Once we have the points into a projected coordinate system, we can calculate the densities. We start by defining a grid. `cellsize` is the dimension of the square grid cell in the units of the projected coordinate system. Meters in case of Lambert72. The boundaries of the grid are defined using `pretty()`, which turns a vector of numbers into a "pretty" vector with rounded numbers. The combination of the boundaries and the cell size determine the number of grid cells `n` in each dimension. `diff()` calculates the difference between to adjacent numbers of a vector.

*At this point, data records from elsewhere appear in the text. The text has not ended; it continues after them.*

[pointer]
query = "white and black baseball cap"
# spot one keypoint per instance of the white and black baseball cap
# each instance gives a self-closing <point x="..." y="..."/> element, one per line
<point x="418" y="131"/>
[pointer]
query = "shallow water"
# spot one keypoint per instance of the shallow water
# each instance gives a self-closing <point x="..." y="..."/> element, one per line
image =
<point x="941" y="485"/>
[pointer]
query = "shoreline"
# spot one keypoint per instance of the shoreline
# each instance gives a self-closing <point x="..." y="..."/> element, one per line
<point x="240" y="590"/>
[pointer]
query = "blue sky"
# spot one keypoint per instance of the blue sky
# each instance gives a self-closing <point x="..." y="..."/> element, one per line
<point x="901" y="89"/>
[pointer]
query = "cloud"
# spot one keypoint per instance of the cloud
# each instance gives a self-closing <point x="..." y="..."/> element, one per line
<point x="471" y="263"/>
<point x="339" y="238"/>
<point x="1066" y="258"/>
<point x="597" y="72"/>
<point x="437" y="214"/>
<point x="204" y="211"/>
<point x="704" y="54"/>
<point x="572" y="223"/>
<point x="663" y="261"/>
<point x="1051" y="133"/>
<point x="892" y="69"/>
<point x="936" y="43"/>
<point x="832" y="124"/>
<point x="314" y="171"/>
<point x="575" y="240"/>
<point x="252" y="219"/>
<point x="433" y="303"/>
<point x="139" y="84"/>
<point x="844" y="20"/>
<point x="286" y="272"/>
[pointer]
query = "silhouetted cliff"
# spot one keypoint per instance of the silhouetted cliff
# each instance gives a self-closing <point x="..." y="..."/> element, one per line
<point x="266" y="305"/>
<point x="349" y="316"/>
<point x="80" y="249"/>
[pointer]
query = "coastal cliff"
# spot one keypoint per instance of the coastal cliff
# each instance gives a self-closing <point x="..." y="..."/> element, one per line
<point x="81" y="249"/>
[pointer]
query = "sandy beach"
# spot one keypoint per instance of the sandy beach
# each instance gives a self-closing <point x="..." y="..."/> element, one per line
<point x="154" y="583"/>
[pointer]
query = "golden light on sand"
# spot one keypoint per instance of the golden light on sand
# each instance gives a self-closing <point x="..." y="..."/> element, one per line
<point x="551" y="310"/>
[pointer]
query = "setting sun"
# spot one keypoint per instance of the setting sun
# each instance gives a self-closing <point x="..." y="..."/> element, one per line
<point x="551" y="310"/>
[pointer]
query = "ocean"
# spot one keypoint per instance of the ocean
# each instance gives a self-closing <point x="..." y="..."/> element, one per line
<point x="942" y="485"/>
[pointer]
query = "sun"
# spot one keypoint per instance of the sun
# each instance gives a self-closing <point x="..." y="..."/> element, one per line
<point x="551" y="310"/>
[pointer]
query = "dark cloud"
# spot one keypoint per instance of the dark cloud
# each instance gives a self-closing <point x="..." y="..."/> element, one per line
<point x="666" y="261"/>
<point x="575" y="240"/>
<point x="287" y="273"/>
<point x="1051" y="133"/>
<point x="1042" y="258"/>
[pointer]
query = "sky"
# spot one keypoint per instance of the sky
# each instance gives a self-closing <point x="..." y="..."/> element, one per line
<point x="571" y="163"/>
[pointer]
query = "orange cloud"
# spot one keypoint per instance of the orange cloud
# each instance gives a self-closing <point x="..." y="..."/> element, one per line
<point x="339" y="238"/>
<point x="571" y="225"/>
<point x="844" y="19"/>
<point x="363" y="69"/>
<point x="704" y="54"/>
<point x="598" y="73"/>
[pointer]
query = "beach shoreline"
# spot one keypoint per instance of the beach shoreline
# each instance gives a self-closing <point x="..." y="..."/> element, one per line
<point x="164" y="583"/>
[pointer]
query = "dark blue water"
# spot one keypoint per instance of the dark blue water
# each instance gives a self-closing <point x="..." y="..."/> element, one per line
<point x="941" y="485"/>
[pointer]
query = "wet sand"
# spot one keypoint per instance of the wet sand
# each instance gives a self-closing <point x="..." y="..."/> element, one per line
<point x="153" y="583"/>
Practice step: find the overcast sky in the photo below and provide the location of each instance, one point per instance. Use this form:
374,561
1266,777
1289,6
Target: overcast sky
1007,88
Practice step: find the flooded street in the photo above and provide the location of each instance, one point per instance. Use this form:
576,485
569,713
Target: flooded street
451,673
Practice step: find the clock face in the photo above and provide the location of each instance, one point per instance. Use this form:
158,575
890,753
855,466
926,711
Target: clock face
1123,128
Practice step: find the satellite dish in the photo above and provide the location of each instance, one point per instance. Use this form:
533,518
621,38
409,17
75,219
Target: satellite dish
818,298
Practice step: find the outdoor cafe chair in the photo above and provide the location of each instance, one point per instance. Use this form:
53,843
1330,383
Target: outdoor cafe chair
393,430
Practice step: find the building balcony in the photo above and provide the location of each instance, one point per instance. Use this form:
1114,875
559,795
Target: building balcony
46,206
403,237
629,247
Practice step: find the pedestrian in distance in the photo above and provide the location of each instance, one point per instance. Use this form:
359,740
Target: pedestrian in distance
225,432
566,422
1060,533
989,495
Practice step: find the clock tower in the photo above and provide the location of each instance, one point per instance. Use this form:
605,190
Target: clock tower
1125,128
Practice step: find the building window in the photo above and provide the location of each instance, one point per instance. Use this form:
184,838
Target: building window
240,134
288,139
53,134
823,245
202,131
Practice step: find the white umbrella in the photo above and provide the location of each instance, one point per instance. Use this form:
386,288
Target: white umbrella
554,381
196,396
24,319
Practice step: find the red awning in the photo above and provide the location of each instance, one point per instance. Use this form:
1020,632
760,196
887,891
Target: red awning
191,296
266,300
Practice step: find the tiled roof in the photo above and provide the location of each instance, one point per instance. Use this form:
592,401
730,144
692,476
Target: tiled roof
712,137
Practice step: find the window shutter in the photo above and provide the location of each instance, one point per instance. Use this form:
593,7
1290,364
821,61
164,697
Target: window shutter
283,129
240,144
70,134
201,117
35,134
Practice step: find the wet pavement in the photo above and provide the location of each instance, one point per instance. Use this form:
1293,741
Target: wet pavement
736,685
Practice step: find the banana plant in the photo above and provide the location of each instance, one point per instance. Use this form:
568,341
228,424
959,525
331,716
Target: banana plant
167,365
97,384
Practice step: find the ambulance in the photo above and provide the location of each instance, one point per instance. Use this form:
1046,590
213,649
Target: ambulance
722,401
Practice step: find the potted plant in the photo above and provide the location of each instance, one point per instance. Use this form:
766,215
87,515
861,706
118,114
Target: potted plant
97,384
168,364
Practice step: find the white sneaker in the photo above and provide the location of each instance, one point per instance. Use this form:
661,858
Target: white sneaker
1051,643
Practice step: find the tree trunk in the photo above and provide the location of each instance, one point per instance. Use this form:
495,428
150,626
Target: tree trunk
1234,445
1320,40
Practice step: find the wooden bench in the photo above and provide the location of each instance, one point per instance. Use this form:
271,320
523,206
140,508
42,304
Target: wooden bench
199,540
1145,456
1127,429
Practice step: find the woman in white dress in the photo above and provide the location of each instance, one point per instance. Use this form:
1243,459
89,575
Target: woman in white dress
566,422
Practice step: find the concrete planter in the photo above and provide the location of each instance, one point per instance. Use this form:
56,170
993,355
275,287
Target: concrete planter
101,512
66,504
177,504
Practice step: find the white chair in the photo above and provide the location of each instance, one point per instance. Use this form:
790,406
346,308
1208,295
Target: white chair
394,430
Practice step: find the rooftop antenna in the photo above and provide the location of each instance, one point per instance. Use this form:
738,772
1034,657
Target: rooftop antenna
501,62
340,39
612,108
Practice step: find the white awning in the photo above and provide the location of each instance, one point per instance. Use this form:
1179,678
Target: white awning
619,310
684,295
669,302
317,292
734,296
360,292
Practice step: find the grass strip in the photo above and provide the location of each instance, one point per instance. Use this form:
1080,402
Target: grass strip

The density is calculated with `MASS::kde2d()` based on the vectors with the longitude and latitude, the number of grid cells in each dimension and the boundaries of the grid. This returns the grid as a list with elements `x` (a vector of longitude coordinates of the centroids), `y` (a vector of latitude coordinates of the centroids) and `z` (a matrix with densities). The values in `z` are densities for the 'average' point per unit area. When we multiply the value `z` with the area of the grid cell and sum all of them we get 1. So if we multiple `z` with the number of points we get the density of the points per unit area.

We use [`dplyr::mutate()`](http://dplyr.tidyverse.org/) to convert it into a `data.frame`. The last two steps convert the centroids into a set of coordinates for square polygons.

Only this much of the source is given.